Travel Reference
In-Depth Information
Xieng Khuang today
Today, villages have been rebuilt and fields replanted. Many of the valley-dwelling, wet-rice
farmers, as well as a majority of the townsfolk in Phonsavan, are descendants of the Phuan
kingdom. In addition to the Lao, the Phuan are joined by a third lowland group, the Black
Tai, and also the Khmu - a Lao Theung group who ruled the lowlands until they were forced
into the hills with the arrival of the Tai groups over a thousand years ago - and a significant
population of Hmong, who arrived in Laos from China in the nineteenth century and now
make up roughly a third of the provincial population.
THE HMONG IN XIENG KHUANG
With much of the literature of the province's historical Phuan kingdom destroyed and
many of the customs lost, Hmong culture and festivals have come to play an important
role in Xieng Khuang life. Boun Phao Hmong, or the Festival of the Hmong, celebrated
throughout the province in November, draws overseas Hmong back each year for an event
featuring water buffalo and bull-fights. In December, Hmong New Year, a time for young
Hmong to find a husband or wife, is celebrated, as is the lowland Lao festival of Boun
Haw Khao, a two-day holiday in which food is offered to the dead. It has a distinctly Xieng
Khuang flavour, however, with the addition of horse races, horses being especially prized
by villagers who work Xieng Khuang's far-flung fields.
Phonsavan
The capital of Xieng Khuang province, PHONSAVAN obliterated during the Second Indoch-
ina War and hastily rebuilt in its aftermath, has only now, almost four decades after the end
of conflict, begun to recover economically. The bomb-casing collections in many guesthouse
lobbies are grim galleries reflecting the area's tragic past when possession of the strategic
plain was seen as the key to control of Laos. It was the new communist government that
designated Phonsavan the new provincial capital, and parked Laos's fledgling collection of
Soviet MiGs nearby, a smug reminder of who won the battle for this bitterly contested area.
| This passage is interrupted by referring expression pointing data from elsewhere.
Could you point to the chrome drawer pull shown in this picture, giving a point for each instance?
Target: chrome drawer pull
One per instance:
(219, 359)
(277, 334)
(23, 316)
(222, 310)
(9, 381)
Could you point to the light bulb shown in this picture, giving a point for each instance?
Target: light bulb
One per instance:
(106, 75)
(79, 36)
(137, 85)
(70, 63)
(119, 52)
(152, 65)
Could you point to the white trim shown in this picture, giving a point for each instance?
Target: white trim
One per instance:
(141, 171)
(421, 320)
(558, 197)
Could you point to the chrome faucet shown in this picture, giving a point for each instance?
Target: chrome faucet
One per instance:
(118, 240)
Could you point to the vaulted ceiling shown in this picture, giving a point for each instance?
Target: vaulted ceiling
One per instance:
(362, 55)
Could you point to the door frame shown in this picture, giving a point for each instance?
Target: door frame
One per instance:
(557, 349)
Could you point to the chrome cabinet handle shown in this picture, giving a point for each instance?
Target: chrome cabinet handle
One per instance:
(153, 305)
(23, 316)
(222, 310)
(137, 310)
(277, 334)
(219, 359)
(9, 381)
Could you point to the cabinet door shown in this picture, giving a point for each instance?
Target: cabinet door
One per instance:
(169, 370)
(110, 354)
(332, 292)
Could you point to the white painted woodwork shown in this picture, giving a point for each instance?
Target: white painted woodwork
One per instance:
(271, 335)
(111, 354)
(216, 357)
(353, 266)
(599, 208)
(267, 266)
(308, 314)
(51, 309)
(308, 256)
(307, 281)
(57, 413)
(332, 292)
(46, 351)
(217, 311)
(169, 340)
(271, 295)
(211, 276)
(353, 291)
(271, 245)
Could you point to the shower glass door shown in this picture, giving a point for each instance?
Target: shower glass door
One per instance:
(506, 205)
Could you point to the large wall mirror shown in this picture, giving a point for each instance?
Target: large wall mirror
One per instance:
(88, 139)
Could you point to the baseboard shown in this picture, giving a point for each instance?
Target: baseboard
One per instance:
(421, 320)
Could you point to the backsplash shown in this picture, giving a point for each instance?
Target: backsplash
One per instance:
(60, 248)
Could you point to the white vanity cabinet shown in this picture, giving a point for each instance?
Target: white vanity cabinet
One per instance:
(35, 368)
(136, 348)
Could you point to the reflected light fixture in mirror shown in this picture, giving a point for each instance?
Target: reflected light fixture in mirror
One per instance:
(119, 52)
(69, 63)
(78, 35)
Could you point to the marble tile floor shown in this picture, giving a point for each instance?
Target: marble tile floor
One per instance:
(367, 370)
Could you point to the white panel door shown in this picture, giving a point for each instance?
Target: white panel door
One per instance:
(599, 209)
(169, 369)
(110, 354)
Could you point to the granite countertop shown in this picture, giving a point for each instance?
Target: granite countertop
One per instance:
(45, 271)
The town you see today, laid out on a rather grand scale and extending south of Route 7, is
a modern reconstruction that lacks any real character, though, as the wide boulevards attest,
local officials have very big plans for this little place. Driving them on is the international
interest in the world-famous Jar sites scattered around the perimeter of the plain. Tourism has
given the town new life: bombs at the Jar sites have been cleared away and Khoun Cheuam's
jar - the largest of the scores of jars in the area - stares down from tourism posters across the
country. Although most visitors come only to see the Jar sites, the Xieng Khuang Plateau is a
place of great natural beauty and its backroads and villages are well worth exploring.